En la primera década de este siglo, nuestro sello editorial publicó la obra Pensar la apertura a solicitud de Alvarez Castillo Editor y para ser parte de la Colección Aula Ajedrecísticavolumen dedicado al estudio y preparación de las aperturas, la fase inicial en el juego de ajedrez.

El pedido fue realizado al Maestro Alejo de Dovitiis, quien eligió como paradigma para desarrollar su estudio a la Variante del cambio de la Apertura Española o Ruy López, en homenaje al monje y temprano teórico Ruy López de Segura, quien vivió en el siglo XVI y fuera el primero que le dedicara a esta apertura especial atención, no sólo en la práctica. En su tratado de ajedrez se ubica como Apertura IX.

El volumen consta de 80 páginas y está fuera de catálogo.

Pensar el final



Alejo de Dovitiis
Martín Bitelmajer



En el año 2018, nuestro sello editorial publicó la obra Pensar el final a solicitud de Alvarez Castillo Editor y para ser parte de la Colección Aula Ajedrecística–, volumen dedicado a los rudimentos de la fase final del juego de ajedrez.

El pedido fue realizado y concretado por los Maestros Alejo de Dovitiis y Martín Bitelmajer.

La obra consta de 96 páginas y está fuera de catálogo.

miércoles, 5 de agosto de 2020

Táctica con los campeones



Marcelo Reides 
Nicolás Fiori






Al tiempo que se disputaba el Campeonato Mundial de Ajedrez en el año 2005, en la ciudad capital de San Luis, salió editada por primera vez esta didáctica obra que se detiene en el análisis de distintas posiciones donde la táctica es el gran condimento y lo distintivo.
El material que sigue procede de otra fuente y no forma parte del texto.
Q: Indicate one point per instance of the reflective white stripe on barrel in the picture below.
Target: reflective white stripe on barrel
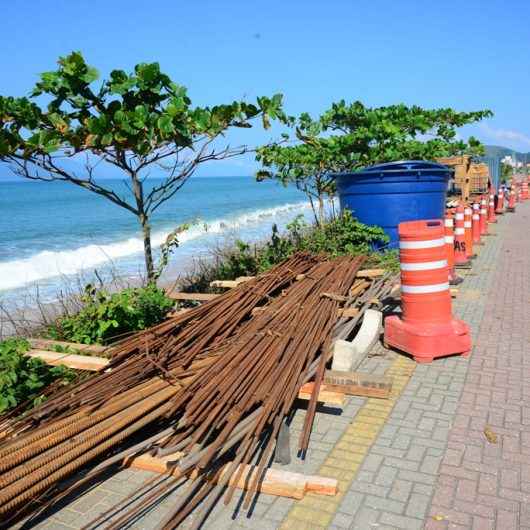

Los ocho participantes de este Mundial -único en nuestra historia- recibieron por parte de los maestros que elaboraron Táctica con los Campeones del mismo espacio y atención, y el volumen salió y es parte desde ese momento de la Colección Aula Ajedrecística de nuestro sello.

Un título útil para los jugadores avanzados como para los principiantes, además de servir a los docentes de ajedrez a los efectos de ilustrar los temas tácticos básicos del juego consagrado a la diosa Caissa.

El cambio de piezas



Diego Valerga 


Una interesante obra que fue parte de la Colección Aula Ajedrecística de nuestro sello, ahora fuera de catálogo.

En poco más de setenta páginas, este Gran Maestro argentino fue capaz de explicar, a partir del análisis de distintos ejemplos de la práctica magistral, el pasaje a un buen final, desde el medio juego, en base a un correcto análisis posicional como al cálculo táctico correcto.